The Frankfurt am Main Regional Court has ruled: Affected persons can demand that Twitter delete false or defamatory tweets about them. Twitter must also remove analogous comments with an identical core of the statement as soon as it becomes aware of the specific violation of personality rights.
In September 2022, various comments appeared on Twitter in which it was claimed, contrary to the truth, that the anti-Semitism commissioner of the state of Baden-Württemberg had “a closeness to pedophilia” and that he had “had a fling.” It was also spread about him that he was involved in “anti-Semitic scandals” and that he was “part of an anti-Semitic pack.”
The competent press chamber of the Frankfurt am Main Regional Court determined in summary proceedings that these defamatory allegations were untrue. The designation as an anti-Semite is initially an expression of opinion. However, it was unlawful, at least in the chosen context, because it did not contribute to the formation of public opinion and was recognizably aimed at creating a mood against the anti-Semitism commissioner in an emotionalizing form.
After the anti-Semitism commissioner demanded the removal of these comments, Twitter should have immediately ceased and desisted their dissemination. In addition, the Board ruled:
“The injunction takes effect not only when a statement is repeated word for word, but also when the messages contained therein are republished in spirit.”
“The statements are not prohibited in any context. Only those comments are affected which are to be regarded as equivalent and which, despite certain deviations, have an identical core of utterance.”
This would also not impose a general monitoring obligation on Twitter with regard to its approximately 237 million users. A duty to examine exists only with regard to the specific infringement of the right of personality complained of.
“German law requires every party obligated by a cease-and-desist order to determine for itself whether the characteristic of the specific form of infringement is expressed in a variation and is thus similar to the core. Twitter is thus in no other situation than when a specific infringement is reported.

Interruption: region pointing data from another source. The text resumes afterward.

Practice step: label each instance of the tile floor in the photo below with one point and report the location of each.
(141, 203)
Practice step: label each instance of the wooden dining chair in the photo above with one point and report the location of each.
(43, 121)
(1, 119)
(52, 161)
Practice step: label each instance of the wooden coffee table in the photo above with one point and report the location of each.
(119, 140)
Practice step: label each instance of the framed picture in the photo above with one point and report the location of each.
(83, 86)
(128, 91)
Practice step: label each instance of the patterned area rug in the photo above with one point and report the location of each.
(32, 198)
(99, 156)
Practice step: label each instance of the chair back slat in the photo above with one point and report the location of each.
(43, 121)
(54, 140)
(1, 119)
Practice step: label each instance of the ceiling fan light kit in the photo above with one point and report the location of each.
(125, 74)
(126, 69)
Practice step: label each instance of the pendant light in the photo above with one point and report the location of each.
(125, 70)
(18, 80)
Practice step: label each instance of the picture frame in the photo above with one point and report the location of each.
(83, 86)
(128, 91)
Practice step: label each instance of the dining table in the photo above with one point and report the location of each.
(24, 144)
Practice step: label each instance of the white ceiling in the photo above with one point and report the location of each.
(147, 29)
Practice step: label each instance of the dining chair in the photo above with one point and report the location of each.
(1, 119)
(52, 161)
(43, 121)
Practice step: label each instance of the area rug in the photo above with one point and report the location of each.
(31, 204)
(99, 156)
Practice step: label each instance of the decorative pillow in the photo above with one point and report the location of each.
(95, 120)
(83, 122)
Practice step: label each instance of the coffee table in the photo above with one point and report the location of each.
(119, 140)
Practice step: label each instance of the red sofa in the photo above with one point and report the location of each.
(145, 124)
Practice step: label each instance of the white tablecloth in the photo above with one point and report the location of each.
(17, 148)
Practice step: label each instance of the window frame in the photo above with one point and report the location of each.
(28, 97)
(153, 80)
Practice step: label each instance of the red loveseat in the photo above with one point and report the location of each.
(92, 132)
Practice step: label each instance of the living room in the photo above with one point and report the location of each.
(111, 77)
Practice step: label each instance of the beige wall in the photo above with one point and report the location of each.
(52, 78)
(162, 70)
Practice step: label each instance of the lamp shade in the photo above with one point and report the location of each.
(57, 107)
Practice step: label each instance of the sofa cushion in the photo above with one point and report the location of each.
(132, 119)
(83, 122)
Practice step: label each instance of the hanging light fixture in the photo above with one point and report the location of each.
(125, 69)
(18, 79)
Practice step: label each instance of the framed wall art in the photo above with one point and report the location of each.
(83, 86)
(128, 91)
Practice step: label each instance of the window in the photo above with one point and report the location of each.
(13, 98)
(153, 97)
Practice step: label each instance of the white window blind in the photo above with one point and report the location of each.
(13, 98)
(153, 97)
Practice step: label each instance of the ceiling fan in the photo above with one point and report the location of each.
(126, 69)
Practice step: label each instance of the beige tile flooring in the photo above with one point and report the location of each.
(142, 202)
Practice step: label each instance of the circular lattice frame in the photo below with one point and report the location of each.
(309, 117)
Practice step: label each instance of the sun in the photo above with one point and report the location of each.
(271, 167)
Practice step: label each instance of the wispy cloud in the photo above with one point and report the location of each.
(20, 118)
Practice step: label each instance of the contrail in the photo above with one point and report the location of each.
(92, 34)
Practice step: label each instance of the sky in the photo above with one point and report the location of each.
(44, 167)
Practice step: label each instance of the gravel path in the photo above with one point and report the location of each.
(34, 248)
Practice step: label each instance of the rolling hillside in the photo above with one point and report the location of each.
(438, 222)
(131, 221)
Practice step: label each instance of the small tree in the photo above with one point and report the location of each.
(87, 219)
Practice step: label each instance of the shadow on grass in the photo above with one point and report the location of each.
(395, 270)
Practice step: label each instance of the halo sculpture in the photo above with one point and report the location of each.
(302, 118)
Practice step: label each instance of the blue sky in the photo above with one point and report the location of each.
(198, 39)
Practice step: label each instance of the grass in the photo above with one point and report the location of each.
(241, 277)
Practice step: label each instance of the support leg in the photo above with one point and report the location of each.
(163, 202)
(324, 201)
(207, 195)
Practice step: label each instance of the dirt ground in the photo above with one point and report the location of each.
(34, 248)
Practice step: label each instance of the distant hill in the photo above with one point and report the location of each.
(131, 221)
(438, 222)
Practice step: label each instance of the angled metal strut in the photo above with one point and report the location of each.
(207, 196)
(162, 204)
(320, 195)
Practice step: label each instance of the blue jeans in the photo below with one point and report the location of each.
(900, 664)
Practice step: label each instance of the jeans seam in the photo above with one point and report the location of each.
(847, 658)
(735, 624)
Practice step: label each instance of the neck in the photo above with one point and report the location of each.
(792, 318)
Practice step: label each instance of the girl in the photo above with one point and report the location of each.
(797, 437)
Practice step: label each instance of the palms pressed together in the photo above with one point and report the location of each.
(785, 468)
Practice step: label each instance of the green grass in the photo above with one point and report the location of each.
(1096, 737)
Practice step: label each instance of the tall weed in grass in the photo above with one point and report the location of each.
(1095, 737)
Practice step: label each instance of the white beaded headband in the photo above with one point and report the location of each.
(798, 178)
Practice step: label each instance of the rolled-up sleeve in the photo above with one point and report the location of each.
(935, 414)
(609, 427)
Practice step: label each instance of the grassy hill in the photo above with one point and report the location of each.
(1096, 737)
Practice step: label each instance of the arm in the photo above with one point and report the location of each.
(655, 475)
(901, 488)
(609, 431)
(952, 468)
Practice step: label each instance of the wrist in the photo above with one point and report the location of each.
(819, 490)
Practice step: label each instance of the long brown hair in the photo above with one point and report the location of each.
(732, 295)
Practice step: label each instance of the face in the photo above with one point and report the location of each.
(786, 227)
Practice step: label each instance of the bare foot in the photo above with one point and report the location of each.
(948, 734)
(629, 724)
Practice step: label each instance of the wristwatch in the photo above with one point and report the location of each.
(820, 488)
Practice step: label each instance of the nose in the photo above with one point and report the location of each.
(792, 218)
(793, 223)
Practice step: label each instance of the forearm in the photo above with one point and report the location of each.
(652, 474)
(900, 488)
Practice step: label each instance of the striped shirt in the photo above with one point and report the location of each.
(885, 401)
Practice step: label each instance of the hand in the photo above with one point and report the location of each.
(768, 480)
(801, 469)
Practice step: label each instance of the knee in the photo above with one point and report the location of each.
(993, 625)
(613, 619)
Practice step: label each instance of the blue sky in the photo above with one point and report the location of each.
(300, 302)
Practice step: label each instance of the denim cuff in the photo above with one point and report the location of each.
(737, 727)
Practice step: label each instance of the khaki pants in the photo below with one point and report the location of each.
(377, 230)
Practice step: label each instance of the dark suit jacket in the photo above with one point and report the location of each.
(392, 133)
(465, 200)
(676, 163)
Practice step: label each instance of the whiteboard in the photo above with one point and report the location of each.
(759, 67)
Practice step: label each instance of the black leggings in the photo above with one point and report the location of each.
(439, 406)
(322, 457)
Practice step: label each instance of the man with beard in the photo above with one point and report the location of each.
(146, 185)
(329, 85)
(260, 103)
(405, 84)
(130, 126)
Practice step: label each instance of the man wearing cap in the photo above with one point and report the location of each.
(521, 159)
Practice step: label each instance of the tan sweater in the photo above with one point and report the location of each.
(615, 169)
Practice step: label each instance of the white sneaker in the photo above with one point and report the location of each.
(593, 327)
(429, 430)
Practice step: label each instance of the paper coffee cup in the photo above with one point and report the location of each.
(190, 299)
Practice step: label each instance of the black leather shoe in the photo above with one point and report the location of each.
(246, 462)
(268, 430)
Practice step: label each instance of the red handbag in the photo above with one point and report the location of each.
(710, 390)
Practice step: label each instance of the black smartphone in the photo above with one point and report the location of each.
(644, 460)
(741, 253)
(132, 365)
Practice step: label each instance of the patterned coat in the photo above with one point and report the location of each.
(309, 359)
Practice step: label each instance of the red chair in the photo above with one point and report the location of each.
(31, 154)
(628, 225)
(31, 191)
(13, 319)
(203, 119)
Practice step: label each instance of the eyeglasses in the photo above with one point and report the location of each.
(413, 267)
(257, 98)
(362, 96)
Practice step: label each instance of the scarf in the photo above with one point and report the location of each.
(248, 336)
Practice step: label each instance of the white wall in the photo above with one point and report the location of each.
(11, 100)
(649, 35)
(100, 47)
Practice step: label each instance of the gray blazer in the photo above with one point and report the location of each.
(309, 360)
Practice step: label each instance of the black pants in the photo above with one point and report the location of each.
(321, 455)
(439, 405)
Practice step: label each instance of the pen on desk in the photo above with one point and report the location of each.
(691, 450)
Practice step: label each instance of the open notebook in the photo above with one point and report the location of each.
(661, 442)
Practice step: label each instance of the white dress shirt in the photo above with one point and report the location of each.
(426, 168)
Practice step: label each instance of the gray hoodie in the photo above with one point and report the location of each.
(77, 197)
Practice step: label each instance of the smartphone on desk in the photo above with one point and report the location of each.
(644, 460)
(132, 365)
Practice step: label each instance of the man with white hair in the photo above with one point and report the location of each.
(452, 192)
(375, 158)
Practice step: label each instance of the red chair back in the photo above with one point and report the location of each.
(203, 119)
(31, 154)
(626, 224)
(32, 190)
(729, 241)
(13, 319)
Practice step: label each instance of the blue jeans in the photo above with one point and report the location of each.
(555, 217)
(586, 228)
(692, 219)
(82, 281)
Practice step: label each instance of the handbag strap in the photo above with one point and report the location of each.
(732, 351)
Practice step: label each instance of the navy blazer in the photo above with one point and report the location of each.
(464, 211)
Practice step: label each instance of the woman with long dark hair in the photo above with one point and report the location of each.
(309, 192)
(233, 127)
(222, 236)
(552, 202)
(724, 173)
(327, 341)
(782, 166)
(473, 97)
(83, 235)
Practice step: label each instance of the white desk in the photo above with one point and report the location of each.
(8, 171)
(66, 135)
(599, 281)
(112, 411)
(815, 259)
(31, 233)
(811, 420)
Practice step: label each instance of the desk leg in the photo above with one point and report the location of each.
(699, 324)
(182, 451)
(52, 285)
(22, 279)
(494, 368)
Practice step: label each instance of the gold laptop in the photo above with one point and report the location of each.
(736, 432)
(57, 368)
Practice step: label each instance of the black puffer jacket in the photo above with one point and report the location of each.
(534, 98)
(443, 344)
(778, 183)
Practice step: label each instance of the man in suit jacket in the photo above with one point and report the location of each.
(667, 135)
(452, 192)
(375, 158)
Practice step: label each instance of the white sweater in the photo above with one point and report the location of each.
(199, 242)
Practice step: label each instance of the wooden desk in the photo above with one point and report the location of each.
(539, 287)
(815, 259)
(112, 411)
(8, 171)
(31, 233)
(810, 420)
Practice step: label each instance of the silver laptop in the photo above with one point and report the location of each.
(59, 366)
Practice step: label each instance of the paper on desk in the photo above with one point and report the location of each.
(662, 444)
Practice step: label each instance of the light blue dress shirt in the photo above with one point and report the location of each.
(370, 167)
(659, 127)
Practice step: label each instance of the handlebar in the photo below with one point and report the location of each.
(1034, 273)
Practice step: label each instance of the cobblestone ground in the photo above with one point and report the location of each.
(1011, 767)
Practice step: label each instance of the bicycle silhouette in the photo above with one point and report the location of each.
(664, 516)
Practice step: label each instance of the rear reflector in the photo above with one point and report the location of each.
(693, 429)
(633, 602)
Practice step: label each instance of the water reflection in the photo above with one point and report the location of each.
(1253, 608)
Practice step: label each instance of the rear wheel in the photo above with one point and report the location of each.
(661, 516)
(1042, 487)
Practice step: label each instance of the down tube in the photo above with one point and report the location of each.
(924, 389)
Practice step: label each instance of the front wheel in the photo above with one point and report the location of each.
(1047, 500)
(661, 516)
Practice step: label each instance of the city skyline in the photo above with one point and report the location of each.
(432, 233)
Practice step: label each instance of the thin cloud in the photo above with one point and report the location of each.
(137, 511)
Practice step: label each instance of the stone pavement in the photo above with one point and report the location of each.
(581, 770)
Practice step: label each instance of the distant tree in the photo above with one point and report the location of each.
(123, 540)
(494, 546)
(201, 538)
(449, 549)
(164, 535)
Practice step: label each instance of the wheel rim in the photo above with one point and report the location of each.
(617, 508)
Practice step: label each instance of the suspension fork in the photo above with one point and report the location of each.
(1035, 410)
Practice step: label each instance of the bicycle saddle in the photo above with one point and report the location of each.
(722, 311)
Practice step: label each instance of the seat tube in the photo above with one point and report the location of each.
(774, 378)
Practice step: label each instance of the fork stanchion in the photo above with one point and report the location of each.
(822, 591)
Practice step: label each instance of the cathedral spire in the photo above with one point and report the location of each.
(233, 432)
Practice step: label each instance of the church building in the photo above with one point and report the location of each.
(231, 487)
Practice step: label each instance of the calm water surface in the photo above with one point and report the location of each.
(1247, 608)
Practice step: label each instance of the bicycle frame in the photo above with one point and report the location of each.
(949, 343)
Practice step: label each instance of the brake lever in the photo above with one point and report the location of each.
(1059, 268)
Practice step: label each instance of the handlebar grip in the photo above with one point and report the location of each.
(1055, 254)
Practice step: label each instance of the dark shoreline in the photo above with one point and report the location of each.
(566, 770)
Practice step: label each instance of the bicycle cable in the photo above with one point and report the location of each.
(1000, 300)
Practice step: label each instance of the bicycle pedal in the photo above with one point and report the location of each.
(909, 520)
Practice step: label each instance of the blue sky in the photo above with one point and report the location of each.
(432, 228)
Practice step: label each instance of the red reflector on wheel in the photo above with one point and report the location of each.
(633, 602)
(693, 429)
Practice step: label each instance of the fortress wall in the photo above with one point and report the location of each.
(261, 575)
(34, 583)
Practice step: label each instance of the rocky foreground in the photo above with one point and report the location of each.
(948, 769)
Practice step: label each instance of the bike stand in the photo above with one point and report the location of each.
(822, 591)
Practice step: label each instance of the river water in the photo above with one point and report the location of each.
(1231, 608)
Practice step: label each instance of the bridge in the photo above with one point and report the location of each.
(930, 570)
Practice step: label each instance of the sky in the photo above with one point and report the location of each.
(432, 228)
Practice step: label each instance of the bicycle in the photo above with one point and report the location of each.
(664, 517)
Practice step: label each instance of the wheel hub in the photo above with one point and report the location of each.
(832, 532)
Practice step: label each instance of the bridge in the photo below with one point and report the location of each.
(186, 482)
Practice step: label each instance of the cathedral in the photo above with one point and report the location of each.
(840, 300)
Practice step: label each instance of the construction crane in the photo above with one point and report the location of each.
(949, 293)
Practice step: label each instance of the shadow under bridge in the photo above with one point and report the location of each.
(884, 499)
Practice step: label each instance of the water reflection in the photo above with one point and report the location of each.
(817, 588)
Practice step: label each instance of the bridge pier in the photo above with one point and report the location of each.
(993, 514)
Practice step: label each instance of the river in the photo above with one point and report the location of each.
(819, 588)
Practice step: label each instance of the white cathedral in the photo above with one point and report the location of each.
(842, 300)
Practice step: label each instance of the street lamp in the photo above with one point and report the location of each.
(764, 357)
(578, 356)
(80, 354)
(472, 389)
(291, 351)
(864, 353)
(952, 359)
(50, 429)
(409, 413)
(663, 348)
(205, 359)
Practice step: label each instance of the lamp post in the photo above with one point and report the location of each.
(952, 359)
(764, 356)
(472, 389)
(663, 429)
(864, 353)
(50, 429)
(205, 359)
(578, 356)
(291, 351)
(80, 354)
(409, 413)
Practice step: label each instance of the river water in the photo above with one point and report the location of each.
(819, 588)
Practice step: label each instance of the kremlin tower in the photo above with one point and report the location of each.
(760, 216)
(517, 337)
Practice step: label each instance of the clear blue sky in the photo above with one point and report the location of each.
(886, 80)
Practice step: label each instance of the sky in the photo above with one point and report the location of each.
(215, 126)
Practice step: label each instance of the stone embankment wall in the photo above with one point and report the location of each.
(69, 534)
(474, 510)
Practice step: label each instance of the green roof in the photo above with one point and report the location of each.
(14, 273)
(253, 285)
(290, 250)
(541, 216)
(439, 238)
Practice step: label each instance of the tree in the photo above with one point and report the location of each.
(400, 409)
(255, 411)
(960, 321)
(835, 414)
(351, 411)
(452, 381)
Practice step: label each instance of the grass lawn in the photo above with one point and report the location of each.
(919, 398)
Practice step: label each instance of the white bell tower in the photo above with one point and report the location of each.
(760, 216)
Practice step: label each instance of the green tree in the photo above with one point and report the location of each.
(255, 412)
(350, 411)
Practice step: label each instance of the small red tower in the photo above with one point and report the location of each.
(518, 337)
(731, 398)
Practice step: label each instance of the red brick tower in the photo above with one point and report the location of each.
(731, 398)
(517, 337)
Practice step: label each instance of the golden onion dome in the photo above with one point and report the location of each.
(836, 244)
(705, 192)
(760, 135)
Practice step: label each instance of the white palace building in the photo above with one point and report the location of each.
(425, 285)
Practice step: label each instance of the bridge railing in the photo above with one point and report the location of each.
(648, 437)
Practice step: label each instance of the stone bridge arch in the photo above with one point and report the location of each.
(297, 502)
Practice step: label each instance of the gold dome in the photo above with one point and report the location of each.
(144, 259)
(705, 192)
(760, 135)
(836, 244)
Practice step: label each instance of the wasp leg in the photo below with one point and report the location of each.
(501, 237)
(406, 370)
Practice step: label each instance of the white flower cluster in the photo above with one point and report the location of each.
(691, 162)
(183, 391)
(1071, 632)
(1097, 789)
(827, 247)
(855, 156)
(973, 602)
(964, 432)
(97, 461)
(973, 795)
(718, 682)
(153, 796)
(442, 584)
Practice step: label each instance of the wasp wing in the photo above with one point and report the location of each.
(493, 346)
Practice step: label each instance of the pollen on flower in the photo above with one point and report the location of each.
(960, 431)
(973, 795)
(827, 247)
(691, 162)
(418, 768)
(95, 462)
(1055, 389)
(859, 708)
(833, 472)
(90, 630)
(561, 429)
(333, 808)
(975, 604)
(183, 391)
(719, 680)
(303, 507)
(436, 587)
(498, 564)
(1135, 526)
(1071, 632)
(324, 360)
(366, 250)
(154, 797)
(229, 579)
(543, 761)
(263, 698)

In this case, too, Twitter must examine whether or not this infringement requires deletion.”
However, the Board deemed admissible the statement of a user according to which the anti-Semitism commissioner of the state of Baden-Württemberg was included in the list of the biggest anti-Semites worldwide published annually by the Wiesenthal Center in Los Angeles. Regardless of whether inclusion on this list is justified, information about it should be provided. The anti-Semitism officer would have to defend himself against this in the public battle of opinion.
The judgment (Case No. 2-03 O 325/22) is not final. It can be appealed to the Higher Regional Court of Frankfurt am Main. However, the operative part corresponds to the usual decisions in the field of statements and competition law, which is why a divergent decision by the Frankfurt Higher Regional Court cannot be assumed.